Impeachment trials have notably lacked drama or even importance. Often, they have been an anticlimax to the convulsive events that precipitated them. Andrew Johnson's trial extended over several months and was a tepid sideshow to the profound political and legal struggles that marked Reconstruction. The British Parliament considered Warren Hastings's fate sporadically for eight years after he was impeached for his mismanagement of India policies, a subject heatedly debated for decades. The constitutional stakes sometimes appear high, but impeachment is essentially a quasi-legal extension of politics.
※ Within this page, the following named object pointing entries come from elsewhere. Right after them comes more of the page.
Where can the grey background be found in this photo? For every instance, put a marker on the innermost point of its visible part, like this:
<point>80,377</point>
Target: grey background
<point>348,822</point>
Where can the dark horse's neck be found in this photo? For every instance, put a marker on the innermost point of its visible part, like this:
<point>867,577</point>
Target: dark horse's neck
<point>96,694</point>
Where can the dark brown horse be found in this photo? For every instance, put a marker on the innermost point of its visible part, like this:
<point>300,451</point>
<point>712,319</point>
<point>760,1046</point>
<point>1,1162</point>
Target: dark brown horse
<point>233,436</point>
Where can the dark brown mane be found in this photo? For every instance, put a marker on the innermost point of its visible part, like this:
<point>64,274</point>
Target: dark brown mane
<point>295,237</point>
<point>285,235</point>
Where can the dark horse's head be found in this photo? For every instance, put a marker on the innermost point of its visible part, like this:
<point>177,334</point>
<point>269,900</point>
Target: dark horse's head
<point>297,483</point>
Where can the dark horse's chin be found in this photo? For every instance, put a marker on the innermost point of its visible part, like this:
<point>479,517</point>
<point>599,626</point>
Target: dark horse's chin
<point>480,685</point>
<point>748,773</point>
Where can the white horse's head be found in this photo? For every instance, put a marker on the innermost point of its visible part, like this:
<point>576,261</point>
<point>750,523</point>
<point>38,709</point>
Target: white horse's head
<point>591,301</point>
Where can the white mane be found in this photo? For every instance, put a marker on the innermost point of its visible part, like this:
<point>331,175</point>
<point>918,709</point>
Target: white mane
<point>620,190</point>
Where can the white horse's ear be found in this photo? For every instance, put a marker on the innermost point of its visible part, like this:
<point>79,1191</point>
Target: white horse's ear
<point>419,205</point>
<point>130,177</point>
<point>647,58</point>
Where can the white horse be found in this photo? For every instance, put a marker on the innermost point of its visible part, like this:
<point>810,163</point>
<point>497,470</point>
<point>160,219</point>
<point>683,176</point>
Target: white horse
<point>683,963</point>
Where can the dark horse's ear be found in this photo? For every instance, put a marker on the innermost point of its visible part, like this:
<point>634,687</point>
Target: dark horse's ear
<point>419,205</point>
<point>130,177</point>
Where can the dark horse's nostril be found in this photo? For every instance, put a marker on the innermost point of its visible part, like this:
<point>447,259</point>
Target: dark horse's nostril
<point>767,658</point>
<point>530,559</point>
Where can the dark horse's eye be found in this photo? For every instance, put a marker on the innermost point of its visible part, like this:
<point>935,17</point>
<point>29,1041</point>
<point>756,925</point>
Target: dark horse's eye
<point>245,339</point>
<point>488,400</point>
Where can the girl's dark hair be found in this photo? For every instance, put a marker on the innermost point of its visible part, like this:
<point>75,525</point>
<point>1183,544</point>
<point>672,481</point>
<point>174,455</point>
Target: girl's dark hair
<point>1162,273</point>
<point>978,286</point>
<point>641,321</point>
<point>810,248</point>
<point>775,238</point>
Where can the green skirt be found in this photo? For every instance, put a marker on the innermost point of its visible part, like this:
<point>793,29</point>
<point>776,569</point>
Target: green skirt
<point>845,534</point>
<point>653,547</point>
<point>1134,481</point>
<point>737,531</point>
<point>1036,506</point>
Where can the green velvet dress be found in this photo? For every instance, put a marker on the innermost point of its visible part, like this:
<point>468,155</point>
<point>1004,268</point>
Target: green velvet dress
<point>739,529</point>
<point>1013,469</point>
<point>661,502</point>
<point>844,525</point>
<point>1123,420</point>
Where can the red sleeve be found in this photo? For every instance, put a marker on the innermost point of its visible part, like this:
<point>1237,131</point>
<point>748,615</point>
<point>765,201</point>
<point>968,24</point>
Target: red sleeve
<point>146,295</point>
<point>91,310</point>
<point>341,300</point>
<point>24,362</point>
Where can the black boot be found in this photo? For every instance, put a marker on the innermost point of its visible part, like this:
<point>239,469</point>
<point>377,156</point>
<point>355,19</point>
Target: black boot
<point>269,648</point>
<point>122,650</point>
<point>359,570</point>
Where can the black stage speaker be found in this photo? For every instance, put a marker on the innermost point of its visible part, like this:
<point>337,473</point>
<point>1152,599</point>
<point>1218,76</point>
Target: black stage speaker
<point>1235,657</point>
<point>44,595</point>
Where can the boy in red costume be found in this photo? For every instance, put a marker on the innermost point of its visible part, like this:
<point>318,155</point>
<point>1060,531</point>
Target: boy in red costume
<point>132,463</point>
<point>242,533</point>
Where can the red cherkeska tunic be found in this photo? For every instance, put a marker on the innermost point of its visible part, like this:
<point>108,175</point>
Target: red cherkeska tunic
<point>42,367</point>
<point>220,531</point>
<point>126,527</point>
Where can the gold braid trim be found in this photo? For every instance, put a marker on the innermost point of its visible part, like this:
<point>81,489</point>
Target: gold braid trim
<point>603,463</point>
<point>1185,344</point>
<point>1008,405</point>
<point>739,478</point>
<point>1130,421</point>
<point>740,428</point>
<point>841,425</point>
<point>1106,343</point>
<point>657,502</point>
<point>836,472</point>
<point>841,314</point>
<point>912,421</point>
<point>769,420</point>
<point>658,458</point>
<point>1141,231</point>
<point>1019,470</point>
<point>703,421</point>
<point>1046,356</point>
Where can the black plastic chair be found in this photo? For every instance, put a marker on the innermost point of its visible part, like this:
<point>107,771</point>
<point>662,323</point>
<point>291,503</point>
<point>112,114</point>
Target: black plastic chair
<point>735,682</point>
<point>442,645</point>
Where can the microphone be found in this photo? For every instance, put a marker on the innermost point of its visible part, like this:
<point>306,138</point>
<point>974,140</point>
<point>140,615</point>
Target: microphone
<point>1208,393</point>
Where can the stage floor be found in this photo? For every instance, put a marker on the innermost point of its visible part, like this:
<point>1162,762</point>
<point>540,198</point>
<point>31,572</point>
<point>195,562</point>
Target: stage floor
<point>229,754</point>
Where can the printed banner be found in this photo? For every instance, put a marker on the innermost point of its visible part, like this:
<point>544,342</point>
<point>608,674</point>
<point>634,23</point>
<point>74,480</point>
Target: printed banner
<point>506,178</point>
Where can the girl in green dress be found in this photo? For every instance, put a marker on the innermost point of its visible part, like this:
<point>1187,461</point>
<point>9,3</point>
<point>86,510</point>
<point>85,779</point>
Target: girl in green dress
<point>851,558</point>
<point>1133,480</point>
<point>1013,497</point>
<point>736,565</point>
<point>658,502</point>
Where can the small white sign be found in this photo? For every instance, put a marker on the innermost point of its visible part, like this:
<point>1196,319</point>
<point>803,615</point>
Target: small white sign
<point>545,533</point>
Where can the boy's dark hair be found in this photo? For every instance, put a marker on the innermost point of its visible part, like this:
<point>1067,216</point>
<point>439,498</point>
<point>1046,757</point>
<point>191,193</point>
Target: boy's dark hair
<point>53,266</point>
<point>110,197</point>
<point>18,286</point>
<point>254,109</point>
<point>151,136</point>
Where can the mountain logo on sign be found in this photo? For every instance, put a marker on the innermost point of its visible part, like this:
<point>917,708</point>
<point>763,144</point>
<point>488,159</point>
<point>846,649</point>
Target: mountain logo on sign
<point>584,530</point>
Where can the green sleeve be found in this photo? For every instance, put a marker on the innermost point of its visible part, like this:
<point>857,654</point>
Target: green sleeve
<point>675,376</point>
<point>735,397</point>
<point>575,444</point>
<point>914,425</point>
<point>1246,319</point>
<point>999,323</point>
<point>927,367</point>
The impeachment and trial of William Jefferson Clinton followed form. Here was a proceeding whose remarkable moments seem in retrospect to be Robert Byrd's bombastic oratory, Arlen Specter's idiosyncratic attempt to import Scottish law by rendering a verdict of "Not Proven," Henry Hyde's ongoing fits of pique toward the Senate and misguided media speculations about "concessions" and "compromise" after one of the House managers of the proceeding, Lindsey Graham, lightened up and said "reasonable people can disagree." Most senators even followed a script for their questions, asking ones planted by the lawyers or the leadership. The affair had all the spontaneity of a Pointillist painting.
Jeffrey Toobin's A Vast Conspiracy and Joe Conason and Gene Lyons's The Hunting of the President treat impeachment briefly as a mere coda to earlier stories of alleged presidential wrongdoing. Both books recognize that the interesting and important political story centered on the assault against Clinton, which had gathered momentum after his election in 1992. That story was unscripted and owed more to accident and inadvertence than to design. The President and his wife were accused, among other things, of crooked land deals, suspected insider commodity trading, drug-running and complicity in the murder of a presidential-assistant-cum-alleged-paramour, Vincent Foster. Finally, we had the National Dirty Joke. The Toobin and Conason/Lyons books essentially tell the same story, and tell it rather well.